Costs are the expenses that the attorney or firm is required to pay in order to move the case along toward settlement or judgment. Costs typically include:
- filing fees (for the initial complaint, subsequent motions, etc.)
- cost of serving documents on defendants
- charges for medical records
- deposition transcript fees
- payments to expert witnesses, and
- jury fees.
Costs can range from very small (under a hundred dollars) to very high (thousands of dollars for an expert witness). Most plaintiff’s attorneys are cost-conscious and try not to spend any money unnecessarily. If the attorney is unable to settle, the attorney will usually be responsible for the costs, but make sure that's spelled out in your fee agreement with your lawyer. (More: Who Pays Costs in a Personal Injury Case?)
Attorney’s fees are paid to compensate the attorney for his or her time, as well as the time of the support staff. That includes researching and drafting the complaint and motions, appearing in court, calling witnesses, reviewing documents, taking and defending depositions, and preparing for and putting on a trial. In certain types of cases, attorneys are paid by the hour for all of this time. (Learn more in our Guide to Legal Services and Billing Rates.)
But in almost all asbestos cases, rather than billing by the hour for these tasks, the law firm collects a percentage of any settlement or judgment under a contingency fee agreement.
How Are Costs and Fees Calculated?
An attorney will generally first take the contingency fee from the settlement or judgment, and then deduct costs from the remainder. For example, if your attorney has a 40% contingency fee and you settle with a defendant for $10,000, your attorney will take $4,000, pay any costs out of the remaining $6,000, and pay you the balance.
What this means practically is that early on in your case, when the start-up costs are accruing rapidly, your settlement may not be enough to cover the attorney’s costs. Early settlements tend to be smaller. Costs also increase at the later stage of a case when both sides are preparing for trial, but settlements are likely to be larger by that time.
In some situations your attorney might choose to disburse some of the money to you anyway and wait to satisfy the costs from later settlements. Unless such an agreement is explicit in your contract, paying you in advance of satisfying costs is done at the discretion of your attorney.
What Is a Reasonable Percentage?
A contingency fee is often set at 33 to 40 percent for the early stages of the case. Some attorneys will raise the percentage for settlements reached after the case is assigned a trial date, because at that point the case begins to demand more attorney time. If an appeal is necessary, the attorney’s fee might go up as part of the contract, or your attorney may want to draw up a new contract. Your attorney might also reduce fees for settlements with bankrupt defendants.
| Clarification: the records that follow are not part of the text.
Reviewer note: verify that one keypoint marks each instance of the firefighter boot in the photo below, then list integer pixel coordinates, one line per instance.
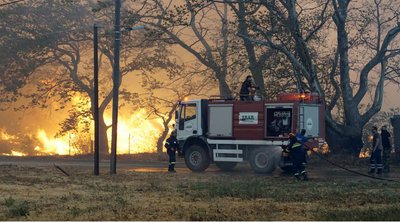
(304, 175)
(172, 168)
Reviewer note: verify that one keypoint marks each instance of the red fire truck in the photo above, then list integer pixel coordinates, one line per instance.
(227, 132)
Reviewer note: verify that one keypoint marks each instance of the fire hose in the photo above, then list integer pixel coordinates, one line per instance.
(347, 169)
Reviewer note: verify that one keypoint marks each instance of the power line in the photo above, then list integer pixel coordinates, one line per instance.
(10, 3)
(52, 33)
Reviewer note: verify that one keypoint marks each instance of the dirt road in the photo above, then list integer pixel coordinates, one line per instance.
(318, 169)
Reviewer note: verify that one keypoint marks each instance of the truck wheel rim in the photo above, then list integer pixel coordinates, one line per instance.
(261, 160)
(195, 158)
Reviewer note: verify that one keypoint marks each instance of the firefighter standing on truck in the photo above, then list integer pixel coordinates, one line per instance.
(172, 146)
(297, 153)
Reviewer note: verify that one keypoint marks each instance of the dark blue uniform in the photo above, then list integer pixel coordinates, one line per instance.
(298, 158)
(376, 156)
(172, 146)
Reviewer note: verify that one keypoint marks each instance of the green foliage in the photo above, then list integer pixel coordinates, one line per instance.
(16, 209)
(390, 213)
(8, 202)
(242, 189)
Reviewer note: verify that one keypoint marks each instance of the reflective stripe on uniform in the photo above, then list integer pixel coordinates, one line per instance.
(296, 145)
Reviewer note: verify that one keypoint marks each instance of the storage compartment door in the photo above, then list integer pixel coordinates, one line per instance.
(220, 121)
(279, 121)
(309, 120)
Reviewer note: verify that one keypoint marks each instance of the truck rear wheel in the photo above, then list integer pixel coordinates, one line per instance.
(196, 158)
(226, 166)
(262, 160)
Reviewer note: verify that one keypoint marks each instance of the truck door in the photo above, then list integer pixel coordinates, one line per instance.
(309, 119)
(188, 121)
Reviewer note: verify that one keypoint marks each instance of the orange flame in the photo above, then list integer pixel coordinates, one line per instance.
(136, 134)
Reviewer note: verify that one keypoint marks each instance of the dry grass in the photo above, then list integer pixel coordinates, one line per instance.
(35, 193)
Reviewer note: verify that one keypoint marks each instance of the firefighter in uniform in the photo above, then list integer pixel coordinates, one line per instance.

What If I Switch Attorneys?
If you sign a contract with one firm and the firm refers all or part of your case to another attorney -- perhaps because of jurisdiction issues -- you will need to sign a contract with the second attorney as well. The terms should be the same, but there might be clauses in the contract identifying how the firms will split fees. This should not result in additional cost to you. Referrals are not unusual, especially if you have worked in multiple states or were in the military, and rest assured that a referral is not a reflection on the value of your asbestos case.
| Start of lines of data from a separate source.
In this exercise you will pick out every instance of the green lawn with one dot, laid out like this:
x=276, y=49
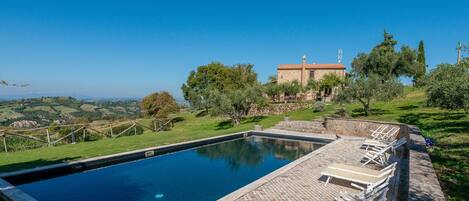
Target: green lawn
x=448, y=129
x=189, y=129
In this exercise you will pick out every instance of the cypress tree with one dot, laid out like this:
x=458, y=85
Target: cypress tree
x=421, y=67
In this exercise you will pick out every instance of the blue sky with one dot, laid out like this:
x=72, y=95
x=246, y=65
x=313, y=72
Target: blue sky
x=131, y=48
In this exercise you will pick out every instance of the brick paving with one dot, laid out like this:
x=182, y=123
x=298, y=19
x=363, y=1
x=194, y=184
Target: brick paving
x=301, y=180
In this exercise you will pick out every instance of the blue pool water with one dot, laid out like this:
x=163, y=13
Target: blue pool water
x=203, y=173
The situation is different if for some reason you and your attorney cannot work together. If you and your attorney part company and you take your case to a different firm, the attorney you initially signed a contract with has a right to recover the costs advanced and attorney fees from any settlements your new firm makes. This is known as a lien. The attorneys will sort this out between themselves. But note that the second firm has no obligation to give you an identical contract. (More: Should I Get a Second Opinion About My Injury Case?)